Non sono un sostenitore accanito della teoria del chilometro zero. Per chi non lo sapesse, con chilometro zero si intende una “filosofia” di acquisto dei soli prodotti locali (appunto, a zero chilometri da dove si vive). Con questo non voglio dire di essere contrario. Sono un sostenitore, ma non un sostenitore accanito.

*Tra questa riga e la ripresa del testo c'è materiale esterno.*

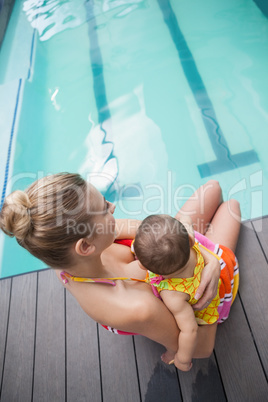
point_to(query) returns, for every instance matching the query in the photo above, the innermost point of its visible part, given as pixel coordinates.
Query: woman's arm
(126, 228)
(187, 341)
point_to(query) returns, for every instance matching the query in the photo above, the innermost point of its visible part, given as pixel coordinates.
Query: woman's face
(103, 221)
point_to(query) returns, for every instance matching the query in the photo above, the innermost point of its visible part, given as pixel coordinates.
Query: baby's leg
(202, 205)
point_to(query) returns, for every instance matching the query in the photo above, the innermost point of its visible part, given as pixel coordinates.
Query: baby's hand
(168, 357)
(182, 366)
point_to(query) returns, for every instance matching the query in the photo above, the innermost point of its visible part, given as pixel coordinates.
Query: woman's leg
(225, 225)
(202, 205)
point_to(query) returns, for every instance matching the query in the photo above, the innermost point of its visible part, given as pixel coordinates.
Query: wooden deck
(51, 351)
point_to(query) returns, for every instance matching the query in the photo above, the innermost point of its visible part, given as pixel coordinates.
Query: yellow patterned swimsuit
(189, 285)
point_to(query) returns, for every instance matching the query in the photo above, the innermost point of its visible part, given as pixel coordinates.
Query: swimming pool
(147, 99)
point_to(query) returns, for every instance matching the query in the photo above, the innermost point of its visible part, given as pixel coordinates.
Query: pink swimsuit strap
(110, 281)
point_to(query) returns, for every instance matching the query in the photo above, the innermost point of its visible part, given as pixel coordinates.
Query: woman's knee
(234, 208)
(214, 185)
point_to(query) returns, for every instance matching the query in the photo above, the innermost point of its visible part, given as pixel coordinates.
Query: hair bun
(15, 219)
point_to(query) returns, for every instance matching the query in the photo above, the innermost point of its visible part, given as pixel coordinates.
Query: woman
(67, 223)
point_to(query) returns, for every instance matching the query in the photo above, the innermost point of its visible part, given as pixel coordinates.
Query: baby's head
(162, 244)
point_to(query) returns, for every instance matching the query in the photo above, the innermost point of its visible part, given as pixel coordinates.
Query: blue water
(146, 99)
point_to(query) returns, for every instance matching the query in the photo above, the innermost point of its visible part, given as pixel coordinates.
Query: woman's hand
(208, 287)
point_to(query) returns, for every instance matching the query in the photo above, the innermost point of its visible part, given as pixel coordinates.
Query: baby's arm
(177, 303)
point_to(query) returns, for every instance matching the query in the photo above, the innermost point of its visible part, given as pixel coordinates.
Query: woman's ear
(84, 247)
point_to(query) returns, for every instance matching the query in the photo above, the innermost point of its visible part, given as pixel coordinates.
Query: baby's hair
(40, 216)
(162, 244)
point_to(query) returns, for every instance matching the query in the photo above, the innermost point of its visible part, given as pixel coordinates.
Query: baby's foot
(168, 357)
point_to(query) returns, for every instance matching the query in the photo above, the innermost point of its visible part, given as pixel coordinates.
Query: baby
(173, 258)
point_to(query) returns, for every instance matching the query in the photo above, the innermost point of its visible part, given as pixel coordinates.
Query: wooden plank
(241, 369)
(118, 368)
(202, 382)
(83, 371)
(253, 288)
(5, 287)
(49, 369)
(261, 228)
(158, 381)
(238, 360)
(18, 369)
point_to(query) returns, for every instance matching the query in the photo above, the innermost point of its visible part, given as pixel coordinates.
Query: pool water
(146, 99)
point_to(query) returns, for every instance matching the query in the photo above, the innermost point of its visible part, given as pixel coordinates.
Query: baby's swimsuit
(215, 311)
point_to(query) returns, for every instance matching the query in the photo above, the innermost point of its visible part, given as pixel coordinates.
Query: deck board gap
(35, 331)
(8, 315)
(5, 348)
(99, 354)
(252, 335)
(65, 345)
(136, 363)
(219, 371)
(260, 243)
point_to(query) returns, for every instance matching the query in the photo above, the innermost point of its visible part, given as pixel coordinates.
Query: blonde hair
(39, 217)
(162, 244)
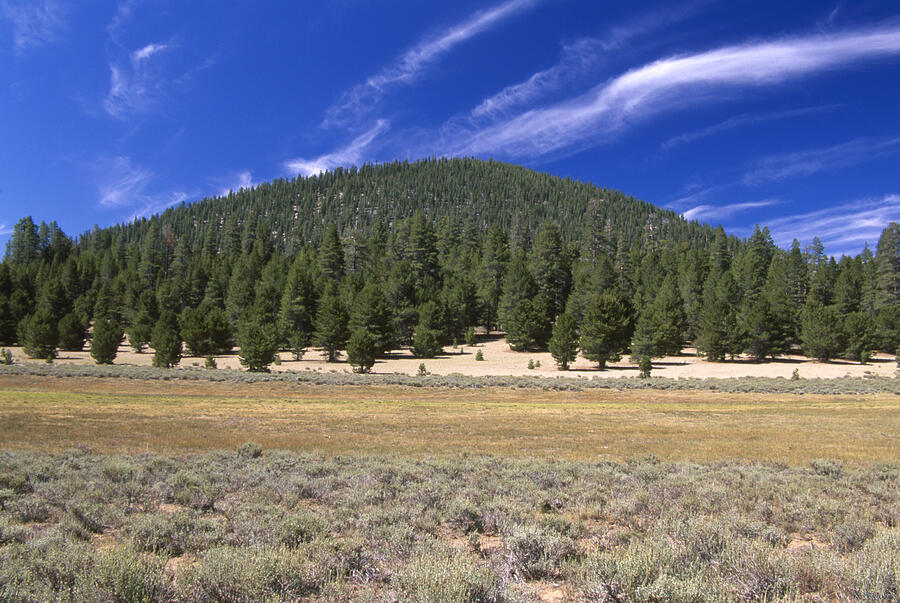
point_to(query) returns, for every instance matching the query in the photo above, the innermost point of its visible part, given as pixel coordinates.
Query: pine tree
(105, 341)
(607, 328)
(859, 335)
(550, 267)
(361, 350)
(372, 314)
(564, 341)
(719, 335)
(166, 341)
(140, 330)
(427, 337)
(72, 332)
(660, 327)
(820, 331)
(38, 335)
(494, 260)
(257, 343)
(331, 324)
(888, 268)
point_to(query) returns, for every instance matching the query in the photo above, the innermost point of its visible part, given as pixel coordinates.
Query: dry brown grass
(131, 416)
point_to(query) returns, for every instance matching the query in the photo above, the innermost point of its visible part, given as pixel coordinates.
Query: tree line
(382, 260)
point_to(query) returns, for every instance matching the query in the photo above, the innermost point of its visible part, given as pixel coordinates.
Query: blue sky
(740, 112)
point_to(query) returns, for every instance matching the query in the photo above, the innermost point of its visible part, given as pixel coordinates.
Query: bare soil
(500, 360)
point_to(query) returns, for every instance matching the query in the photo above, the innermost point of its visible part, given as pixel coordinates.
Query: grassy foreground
(146, 490)
(126, 416)
(259, 525)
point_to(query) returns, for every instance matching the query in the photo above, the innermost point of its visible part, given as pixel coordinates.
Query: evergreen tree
(38, 335)
(859, 335)
(166, 341)
(361, 350)
(607, 328)
(298, 302)
(494, 259)
(8, 322)
(72, 332)
(564, 341)
(105, 340)
(331, 324)
(660, 327)
(888, 268)
(820, 331)
(550, 267)
(257, 342)
(888, 328)
(719, 335)
(528, 326)
(331, 255)
(140, 330)
(427, 338)
(372, 314)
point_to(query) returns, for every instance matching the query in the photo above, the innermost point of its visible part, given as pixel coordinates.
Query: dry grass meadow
(127, 416)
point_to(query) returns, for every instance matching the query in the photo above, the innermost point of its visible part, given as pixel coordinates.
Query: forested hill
(464, 194)
(420, 254)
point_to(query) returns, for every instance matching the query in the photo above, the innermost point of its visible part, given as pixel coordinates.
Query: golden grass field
(127, 416)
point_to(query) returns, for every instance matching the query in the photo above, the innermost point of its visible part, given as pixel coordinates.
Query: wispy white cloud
(352, 154)
(124, 183)
(844, 229)
(156, 204)
(147, 51)
(361, 98)
(136, 85)
(718, 212)
(745, 120)
(577, 58)
(620, 35)
(35, 22)
(805, 163)
(671, 83)
(237, 182)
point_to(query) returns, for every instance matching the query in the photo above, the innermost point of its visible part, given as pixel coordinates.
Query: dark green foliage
(361, 351)
(427, 338)
(38, 335)
(528, 326)
(718, 334)
(257, 343)
(821, 333)
(331, 324)
(105, 340)
(72, 332)
(206, 330)
(551, 268)
(564, 341)
(607, 328)
(140, 330)
(372, 314)
(661, 326)
(645, 365)
(888, 329)
(7, 322)
(166, 341)
(859, 335)
(888, 268)
(331, 255)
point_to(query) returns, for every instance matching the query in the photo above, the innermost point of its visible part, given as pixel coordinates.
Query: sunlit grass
(129, 416)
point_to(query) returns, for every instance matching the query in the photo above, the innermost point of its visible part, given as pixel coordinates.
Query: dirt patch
(550, 592)
(500, 360)
(800, 543)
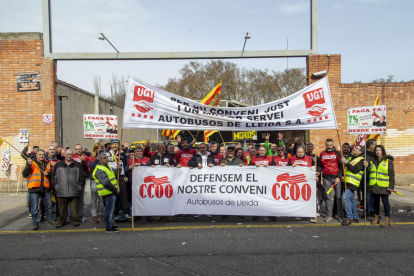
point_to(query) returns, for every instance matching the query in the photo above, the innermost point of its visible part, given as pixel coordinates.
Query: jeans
(122, 198)
(327, 184)
(385, 202)
(97, 207)
(109, 211)
(350, 205)
(34, 206)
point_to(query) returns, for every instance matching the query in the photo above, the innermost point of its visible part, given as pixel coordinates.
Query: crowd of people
(57, 176)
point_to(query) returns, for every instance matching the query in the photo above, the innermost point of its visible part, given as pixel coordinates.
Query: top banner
(147, 106)
(367, 120)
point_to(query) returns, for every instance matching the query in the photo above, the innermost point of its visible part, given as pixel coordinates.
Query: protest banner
(367, 120)
(230, 190)
(147, 106)
(100, 126)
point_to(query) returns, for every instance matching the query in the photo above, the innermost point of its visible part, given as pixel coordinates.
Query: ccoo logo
(143, 96)
(153, 187)
(289, 188)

Il motivo per questo discrimine risiede nelle motivazioni che solitamente si portano per preferire il chilometro zero, che sono di natura ambientalista. Comprando in locale si risparmierebbero i costi (sociali) di distribuzione: strade, benzina, camion refrigerati… e l’inquinamento che portano.

Concettualmente questo é lodevole, ma pragmaticamente non é garantito dal fatto di comprare in locale. Nessuno mi garantisce che l’azienda X che lavora nel mio comune inquini meno del sistema azienda Y a 200 chilometri  + compagnia di trasporti. Magari l’azienda X annaffia i campi con una pompa scassata che perde acqua da tutte le parti, consumando energia prodotta con metodi tradizionali e dovendo far venire una volta a settimana un tecnico che vive a 50 chilometri per farsi sistemare il sistema di pompaggio, mentre l’azienda Y ha una pompa efficiente e la alimenta a pannelli fotovoltaici… per capire se effettivamente comprando a chilometro zero stiamo facendo un favore all’ambiente dovremmo analizzare il sistema nel complesso, ma é una cosa oggettivamente difficile da fare.

Ció nonostante, la scelta di comprare prodotti locali va presa seriamente in considerazione. Nel farlo, oltre al potenziale (ma non certo) beneficio che abbiamo visto sopra, si ottiene:

  1. Di selezionare attentamente il produttore. Per i prodotti della terra significa sapere dove coltiva e come. Per i prodotti animali significa poter vedere come sono trattati gli animali da vivi, se vengono gonfiati a mangimi o se ingrassano secondo natura, se vivono sereni o se li tengono in vita con medicine etc.
  2. Di mantenere l’economia locale. Si tratta di un concetto che in un mondo globalizzato diventa sempre piú importante. Supportare le aziende locali non é solo una questione di nazionalismo da quattro soldi. Quelle aziende hanno dipendenti, quei dipendenti vivono in loco. Vanno al cinema, a bere una birra, a comprarsi una camicia nei negozi locali. Piú la circolazione del denaro viene tenuta circoscritta e meno si avrá a che fare con speculazioni di chi il denaro lo trasporta come banche e agenzie di cambio, piú si manterranno le piccole imprese locali che vivono di servizi.

Perció, a paritá di qualitá, continuo a comprare prodotti – per lo meno – sardi. L’acqua, per esempio (ahimé non posso bere dal rubinetto qui a Capoterra): ci sono persone che comprano Panna, Fiuggi, Ferrarelle… le acque sarde sono tra le migliori d’Italia perché non comprare S. Giorgio, S. Leonardo, Boschetta? E non é neppure sempre una questione di prezzo! Il pollo: io compro solo polli di S. Vito, che vengono venduti interi e dei quali posso controllare becco e zampe (vedremo in un altro post il perché). Per quale motivo dovrei comprare polli AMADORI?